Kezia Dugdale said the new rule would “dispense with austerity” in Scotland by ensuring that spending on public services rose in real terms. The principle would be enshrined in legislation and would last until at least the next UK general election in 2020.

After making the commitment in her speech to the party's spring conference in Glasgow, the Scottish Labour leader threw down the gauntlet to the SNP, telling delegates that if Nicola Sturgeon's party did not match the pledge then its anti-austerity stance would be “exposed as false”.
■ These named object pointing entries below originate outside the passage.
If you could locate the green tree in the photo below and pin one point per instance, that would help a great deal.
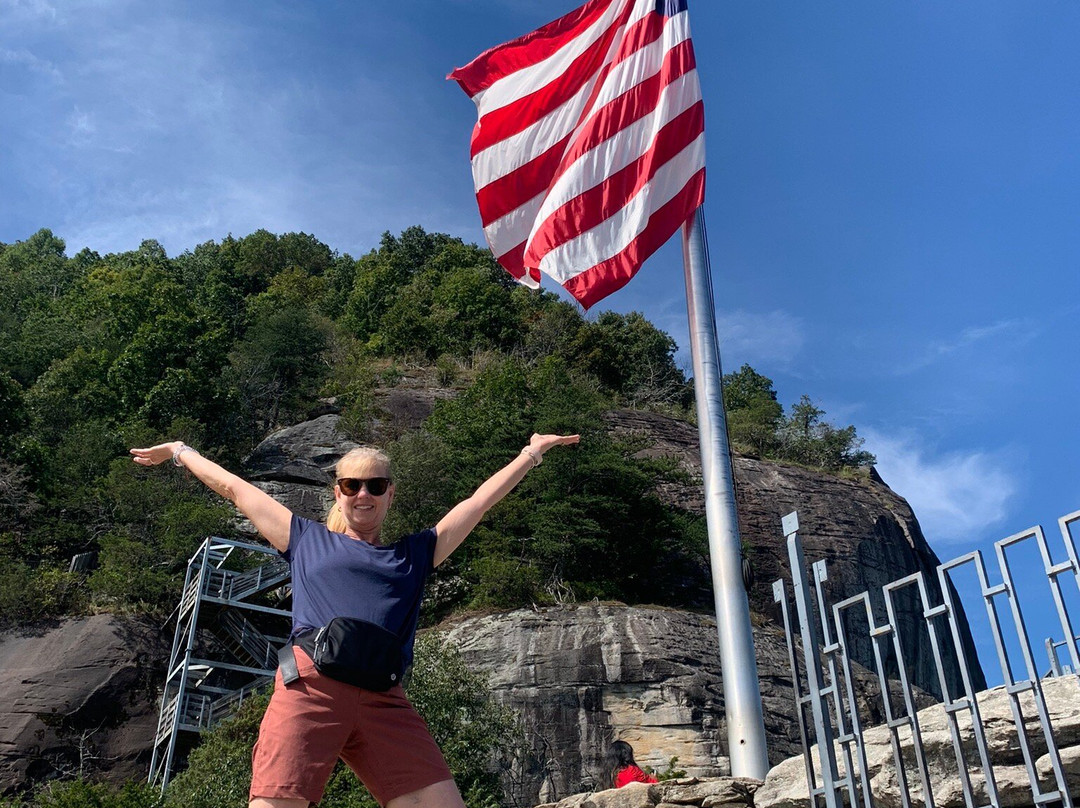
(631, 358)
(753, 413)
(808, 439)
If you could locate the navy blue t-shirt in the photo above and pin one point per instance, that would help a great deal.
(336, 576)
“We will end austerity in Scotland,” she said. “This pledge will set simple fiscal principles for our parliament’s new financial powers. It will set out what a Scottish Government has to do to take a different path from Tory austerity. It won’t be prescriptive about what the next government spends: it will simply set out the path that must be followed in order to dispense with austerity and invest in our economy.”

Accusing the SNP of being “too comfortable” and “too cautious” in power, she said Ms Sturgeon had positioned herself as “the great anti-austerity alternative” during last year's general election campaign but had later passed on Westminster-led cuts to Scotland's public services.

Addressing Scotland's undecided voters, she added: “If you want more accountable government, more radical government, if you want a government that is less interested in taking selfies and more interested in taking on the establishment, then consider giving your first or second votes to the Labour Party.”

Scottish Labour has a mountain to climb if it is to defeat the SNP in May, with opinion polls suggesting that Ms Sturgeon's party is on course to win a historic third term at Holyrood. In a sign of her party's reduced status in Scotland, Ms Dugdale delivered her speech to a hall which seated less than 400 people: last week's SNP conference attracted more than 3,000.